Ambition, Bravery and Creativity, and the Art of HR
By : Jon Ingham
It might seem a bit strange to read about the art of HR given so much of the prevailing thinking in the HR profession at the moment is around HR as a science – ie using data and analytics to develop more standardized, consistent approaches to managing and developing people in an organization.
The UK’s CIPD have even introduced ‘HR science’ as one of four perspectives in the new framework for describing the new world of HR which they introduced in late 2013 (the other perspectives are understanding the changing nature of work, adapting HR processes and using data and analytics.)
Given this context it might be worth explaining that I am not in any way against these developments – science, data, analytics are all important, but for me at least, they are not the full story. So I would just want to adapt the CIPD framework and include HR artistry as well.
So what is the art of HR? Well I think it can include many different things – science is about standards but art encourages free thinking and imaginative, unique approaches. I think this greater difficulty in describing HR’s artful role provides part of the reason we tend not to focus on it.
But I have recently ben conducting a series of forums in different countries to introduce HR practitioners to a new global HR conference, which has the title, Art of HR. (This conference is being held in Dubrovnik, Croatia, on 13-16 November 2014 and will appeal in particular to those leading global HR functions, or who are working in, or aspiring to work in global HR roles.) It might be worth noting that we have picked the title and theme of this conference to be the art of HR because we believe that HR artistry is even more important when working in a global HR role.
In these forums I have been explaining the same thing which I have explained here – that it is difficult to define the art of HR as it can involve so many different things. However, I have been talking about HR’s A, B, C – ambition, bravery and creativity – as the ‘canvas’ which provides the basis for HR to be more artful in our roles.
Art suits an ambitious agenda because if all we need is incremental improvements then we can do that job with science – using data, analytics, a little bit of extrapolation past current state trends. But if we are after transformation, we need to help people see new opportunities, or at least see existing opportunities in a new way. And for this, we need art.
I would also argue that given the world we operate in today, there is a clear need for transformation rather than incremental improvement. And it is not just me saying this – most of our Chief Executives are inferring something quite similar as well. Because I do think this is what the statement ‘people are our most important asset’ implies. If people are our most important asset, then we should be competing on this asset. And that means we need to move away from today’s best practices to create differentiated, best fit approaches that provide us with a competitive advantage. These approaches will then be some of the most critical processes operating in our businesses, and the function which runs them, HR, will be, and should be seen as, the most critical function operating within a business too.
This is quite a leap for most businesses and their HR functions today. And this is why we need a transformation, a greater ambition, and is also one of the reasons why we need the art of HR.
Bravery is the next part of the canvas, since because as soon as HR increases its ambition it needs to be braver in realizing this ambition too.

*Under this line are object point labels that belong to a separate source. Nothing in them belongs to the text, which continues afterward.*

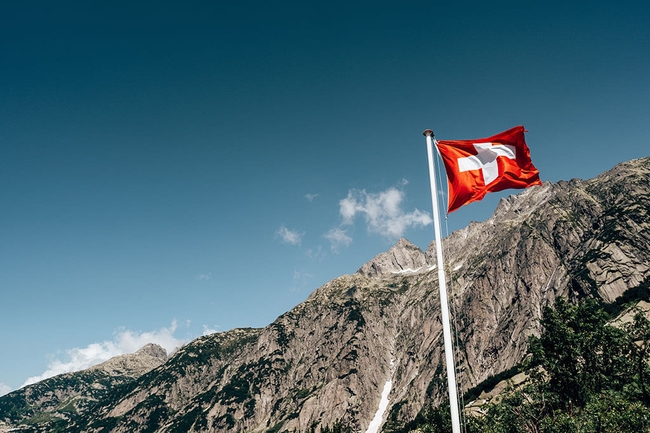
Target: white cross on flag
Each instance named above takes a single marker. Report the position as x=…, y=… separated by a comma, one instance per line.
x=476, y=167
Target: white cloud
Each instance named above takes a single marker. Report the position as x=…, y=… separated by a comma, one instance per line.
x=382, y=211
x=338, y=238
x=207, y=330
x=291, y=237
x=203, y=277
x=125, y=341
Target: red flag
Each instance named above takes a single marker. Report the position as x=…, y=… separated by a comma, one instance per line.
x=476, y=167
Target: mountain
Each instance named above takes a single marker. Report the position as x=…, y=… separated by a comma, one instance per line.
x=326, y=362
x=54, y=402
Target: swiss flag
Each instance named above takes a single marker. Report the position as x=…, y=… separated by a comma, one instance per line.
x=476, y=167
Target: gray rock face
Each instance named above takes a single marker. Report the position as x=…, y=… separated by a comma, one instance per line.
x=60, y=399
x=401, y=258
x=327, y=360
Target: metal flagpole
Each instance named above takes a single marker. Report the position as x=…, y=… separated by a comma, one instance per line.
x=444, y=307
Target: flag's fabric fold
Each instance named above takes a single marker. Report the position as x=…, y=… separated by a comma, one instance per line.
x=476, y=167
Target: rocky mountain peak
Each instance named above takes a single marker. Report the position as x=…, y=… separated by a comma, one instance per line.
x=135, y=364
x=403, y=257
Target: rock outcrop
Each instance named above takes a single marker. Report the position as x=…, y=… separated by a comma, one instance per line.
x=327, y=360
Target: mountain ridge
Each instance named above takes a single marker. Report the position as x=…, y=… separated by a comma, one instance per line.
x=326, y=361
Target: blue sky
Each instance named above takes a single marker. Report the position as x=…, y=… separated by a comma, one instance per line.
x=173, y=169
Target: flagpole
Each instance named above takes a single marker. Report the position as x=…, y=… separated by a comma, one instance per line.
x=444, y=308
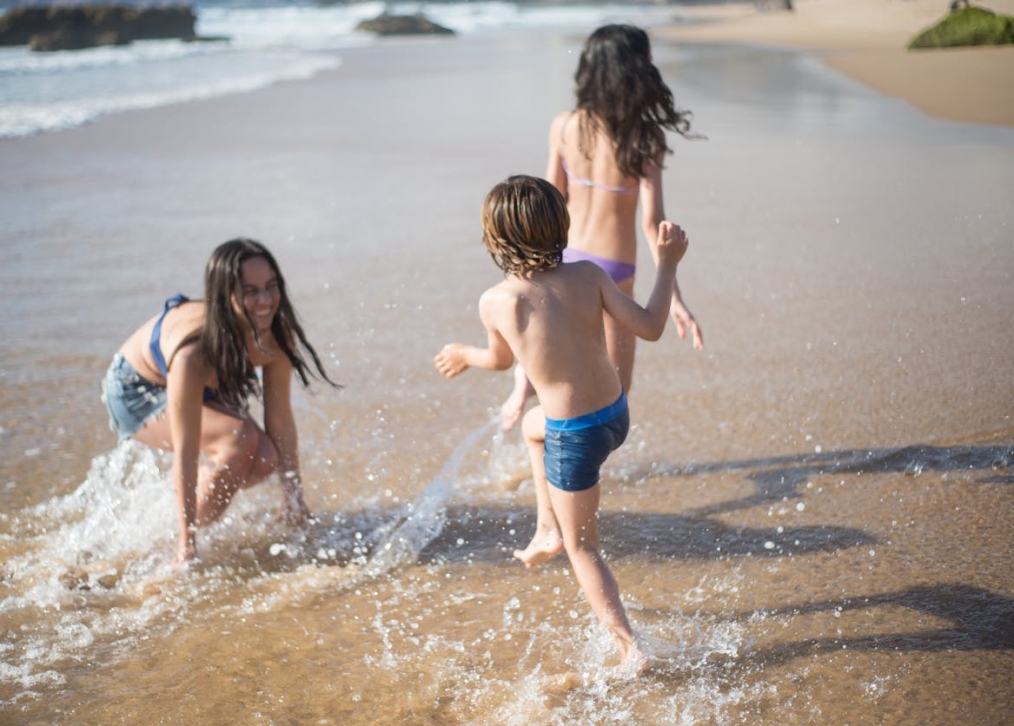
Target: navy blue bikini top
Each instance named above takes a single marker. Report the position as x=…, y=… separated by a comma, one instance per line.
x=156, y=333
x=156, y=349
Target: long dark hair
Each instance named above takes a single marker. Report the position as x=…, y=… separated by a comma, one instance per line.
x=619, y=86
x=222, y=337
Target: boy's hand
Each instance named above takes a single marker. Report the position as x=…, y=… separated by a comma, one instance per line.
x=450, y=361
x=671, y=240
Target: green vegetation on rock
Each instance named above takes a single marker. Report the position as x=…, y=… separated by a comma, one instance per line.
x=967, y=26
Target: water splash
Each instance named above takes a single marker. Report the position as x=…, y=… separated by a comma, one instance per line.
x=426, y=515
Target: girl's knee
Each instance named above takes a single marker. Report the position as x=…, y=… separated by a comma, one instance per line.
x=248, y=452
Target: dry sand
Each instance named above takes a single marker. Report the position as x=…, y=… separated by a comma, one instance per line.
x=868, y=40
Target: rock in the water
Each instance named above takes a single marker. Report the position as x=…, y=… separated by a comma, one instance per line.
x=385, y=24
x=73, y=27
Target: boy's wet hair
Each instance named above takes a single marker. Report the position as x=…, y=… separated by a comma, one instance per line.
x=525, y=224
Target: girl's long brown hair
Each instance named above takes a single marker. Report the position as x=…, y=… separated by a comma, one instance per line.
x=222, y=339
x=620, y=87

At one level this is simply about being prepared to challenge and say no. But at another level it needs to be about putting forward a completely new way of working – one based on putting people first.

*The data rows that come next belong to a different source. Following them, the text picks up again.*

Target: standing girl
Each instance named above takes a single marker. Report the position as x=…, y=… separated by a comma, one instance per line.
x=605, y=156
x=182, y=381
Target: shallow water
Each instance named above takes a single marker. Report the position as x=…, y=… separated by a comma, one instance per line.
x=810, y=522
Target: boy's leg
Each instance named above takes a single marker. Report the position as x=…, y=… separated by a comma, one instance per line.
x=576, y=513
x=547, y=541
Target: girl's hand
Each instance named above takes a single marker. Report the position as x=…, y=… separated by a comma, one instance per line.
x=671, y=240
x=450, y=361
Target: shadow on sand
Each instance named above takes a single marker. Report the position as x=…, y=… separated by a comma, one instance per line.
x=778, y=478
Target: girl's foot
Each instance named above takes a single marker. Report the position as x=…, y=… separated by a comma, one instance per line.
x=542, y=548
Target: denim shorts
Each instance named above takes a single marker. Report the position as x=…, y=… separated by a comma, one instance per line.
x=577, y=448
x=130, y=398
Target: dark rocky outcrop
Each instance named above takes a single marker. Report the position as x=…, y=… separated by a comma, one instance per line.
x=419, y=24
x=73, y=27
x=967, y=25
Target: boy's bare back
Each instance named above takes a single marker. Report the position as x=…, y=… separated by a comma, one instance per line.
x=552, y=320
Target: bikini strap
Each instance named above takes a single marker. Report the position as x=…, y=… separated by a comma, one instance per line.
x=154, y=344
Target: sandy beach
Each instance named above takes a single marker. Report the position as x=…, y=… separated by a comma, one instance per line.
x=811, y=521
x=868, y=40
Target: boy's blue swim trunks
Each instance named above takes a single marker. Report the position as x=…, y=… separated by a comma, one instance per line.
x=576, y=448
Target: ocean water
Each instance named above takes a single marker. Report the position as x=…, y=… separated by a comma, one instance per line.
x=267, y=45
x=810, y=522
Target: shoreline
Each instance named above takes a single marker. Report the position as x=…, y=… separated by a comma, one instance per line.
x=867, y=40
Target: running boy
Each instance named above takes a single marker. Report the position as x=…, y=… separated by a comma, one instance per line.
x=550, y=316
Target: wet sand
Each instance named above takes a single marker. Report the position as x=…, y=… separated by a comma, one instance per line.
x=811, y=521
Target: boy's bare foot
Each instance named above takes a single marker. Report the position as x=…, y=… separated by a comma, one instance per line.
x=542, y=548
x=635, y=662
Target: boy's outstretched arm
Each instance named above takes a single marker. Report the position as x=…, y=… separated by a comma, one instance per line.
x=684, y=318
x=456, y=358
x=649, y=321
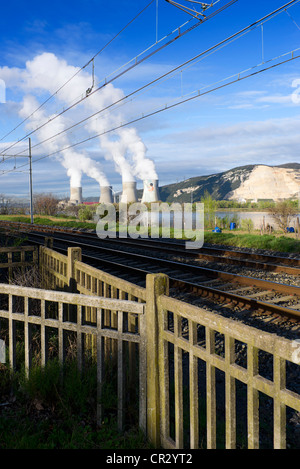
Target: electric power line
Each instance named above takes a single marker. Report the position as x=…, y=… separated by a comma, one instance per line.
x=189, y=62
x=78, y=71
x=137, y=62
x=167, y=107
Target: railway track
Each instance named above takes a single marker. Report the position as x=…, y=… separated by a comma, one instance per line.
x=117, y=257
x=265, y=262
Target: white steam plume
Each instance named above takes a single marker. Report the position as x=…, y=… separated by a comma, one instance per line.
x=75, y=163
x=124, y=147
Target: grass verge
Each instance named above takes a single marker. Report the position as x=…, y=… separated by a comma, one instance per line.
x=45, y=411
x=273, y=242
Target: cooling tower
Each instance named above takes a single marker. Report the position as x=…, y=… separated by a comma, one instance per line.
x=76, y=195
x=151, y=191
x=106, y=195
x=129, y=192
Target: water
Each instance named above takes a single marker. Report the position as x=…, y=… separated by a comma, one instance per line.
x=256, y=217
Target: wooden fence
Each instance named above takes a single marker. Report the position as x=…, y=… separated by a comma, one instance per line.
x=202, y=370
x=16, y=309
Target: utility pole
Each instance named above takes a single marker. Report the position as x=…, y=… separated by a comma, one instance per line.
x=30, y=182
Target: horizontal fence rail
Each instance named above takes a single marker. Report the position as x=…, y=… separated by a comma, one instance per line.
x=16, y=307
x=203, y=372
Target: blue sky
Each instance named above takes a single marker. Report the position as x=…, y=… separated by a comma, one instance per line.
x=254, y=121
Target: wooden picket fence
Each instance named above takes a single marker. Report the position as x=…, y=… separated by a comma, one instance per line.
x=179, y=363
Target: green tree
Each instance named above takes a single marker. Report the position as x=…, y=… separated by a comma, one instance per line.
x=283, y=212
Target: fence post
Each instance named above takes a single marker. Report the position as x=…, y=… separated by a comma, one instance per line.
x=74, y=254
x=156, y=285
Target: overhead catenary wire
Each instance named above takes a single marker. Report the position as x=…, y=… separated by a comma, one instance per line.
x=180, y=67
x=196, y=95
x=78, y=71
x=135, y=64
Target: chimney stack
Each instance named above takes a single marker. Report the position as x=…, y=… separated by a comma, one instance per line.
x=76, y=195
x=129, y=192
x=106, y=195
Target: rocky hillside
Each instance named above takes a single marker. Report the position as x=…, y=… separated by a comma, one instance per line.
x=251, y=182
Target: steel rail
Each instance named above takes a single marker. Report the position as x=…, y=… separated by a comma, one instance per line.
x=153, y=264
x=213, y=254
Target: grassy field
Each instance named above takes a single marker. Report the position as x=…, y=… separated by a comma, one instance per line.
x=275, y=242
x=46, y=412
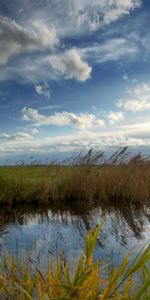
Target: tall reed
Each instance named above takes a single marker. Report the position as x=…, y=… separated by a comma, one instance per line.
x=90, y=281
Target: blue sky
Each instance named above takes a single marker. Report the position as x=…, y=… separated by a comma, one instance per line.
x=74, y=75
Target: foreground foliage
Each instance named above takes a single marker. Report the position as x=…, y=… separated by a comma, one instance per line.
x=91, y=280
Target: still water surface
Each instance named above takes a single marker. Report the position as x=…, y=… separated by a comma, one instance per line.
x=32, y=234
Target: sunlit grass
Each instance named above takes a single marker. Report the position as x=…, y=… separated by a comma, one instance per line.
x=91, y=280
x=87, y=178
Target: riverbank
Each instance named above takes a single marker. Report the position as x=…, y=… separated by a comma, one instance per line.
x=87, y=181
x=91, y=280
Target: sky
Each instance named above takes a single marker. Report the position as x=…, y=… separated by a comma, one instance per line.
x=74, y=75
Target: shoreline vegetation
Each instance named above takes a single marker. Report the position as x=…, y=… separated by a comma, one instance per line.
x=91, y=280
x=122, y=178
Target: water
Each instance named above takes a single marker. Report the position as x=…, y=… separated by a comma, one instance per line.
x=33, y=234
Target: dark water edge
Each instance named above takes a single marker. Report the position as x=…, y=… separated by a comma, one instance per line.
x=32, y=234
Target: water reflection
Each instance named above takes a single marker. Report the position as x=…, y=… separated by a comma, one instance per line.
x=34, y=233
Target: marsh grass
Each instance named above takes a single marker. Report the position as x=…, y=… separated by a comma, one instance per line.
x=89, y=178
x=90, y=281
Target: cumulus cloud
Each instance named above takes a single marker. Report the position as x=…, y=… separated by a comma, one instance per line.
x=43, y=90
x=19, y=136
x=115, y=117
x=34, y=130
x=15, y=39
x=80, y=121
x=70, y=65
x=138, y=98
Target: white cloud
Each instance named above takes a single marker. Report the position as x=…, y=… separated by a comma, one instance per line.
x=19, y=136
x=43, y=90
x=138, y=98
x=15, y=39
x=80, y=121
x=34, y=130
x=70, y=65
x=115, y=117
x=110, y=50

This shift can be as simple, and as difficult, as changing the language used within the business. In the forums, I have been talking a lot about love (or a deep sense of emotional regard for other employees.) This is partly because I personally think love is important, and a real competitive differentiatior, and also because when I ask people about the art of HR, one of the most common attributes they raise with me is that HR artistry needs to be based on a real passion, or love, for people.
But some organisations do not even feel able to talk about things as ‘soft and fluffy’ as engagement. So talking about love is going to be a very difficult challenge indeed. Hence we need bravery as the second enabler for the art of HR.
Ambition and bravery demand HR should be performed in a very different way. This is partly about moving from best practice to best fit, and a very business focused way of working to one which is more people shaped. But it is also more generally about creating new, imaginative and compelling practices which inspire, provoke and help employees see new opportunities in the capability, potential and engagement of themselves and other people, and in the relationships they themselves have with these other people.
In my experience these new practices do not come from data and analytics but from intuition and imagination. For illustration I like to use approaches like visualisation and metaphor to help people identify the sorts of people and organizational culture which would make the difference for them, and then use similar tools to help describe the sorts of processes which would create the required outcomes.
Ambition, bravery and creativity. I do not think this is the art of HR, but I do believe they are important enablers to this art. And we will be exploring the art itself in November’s conference.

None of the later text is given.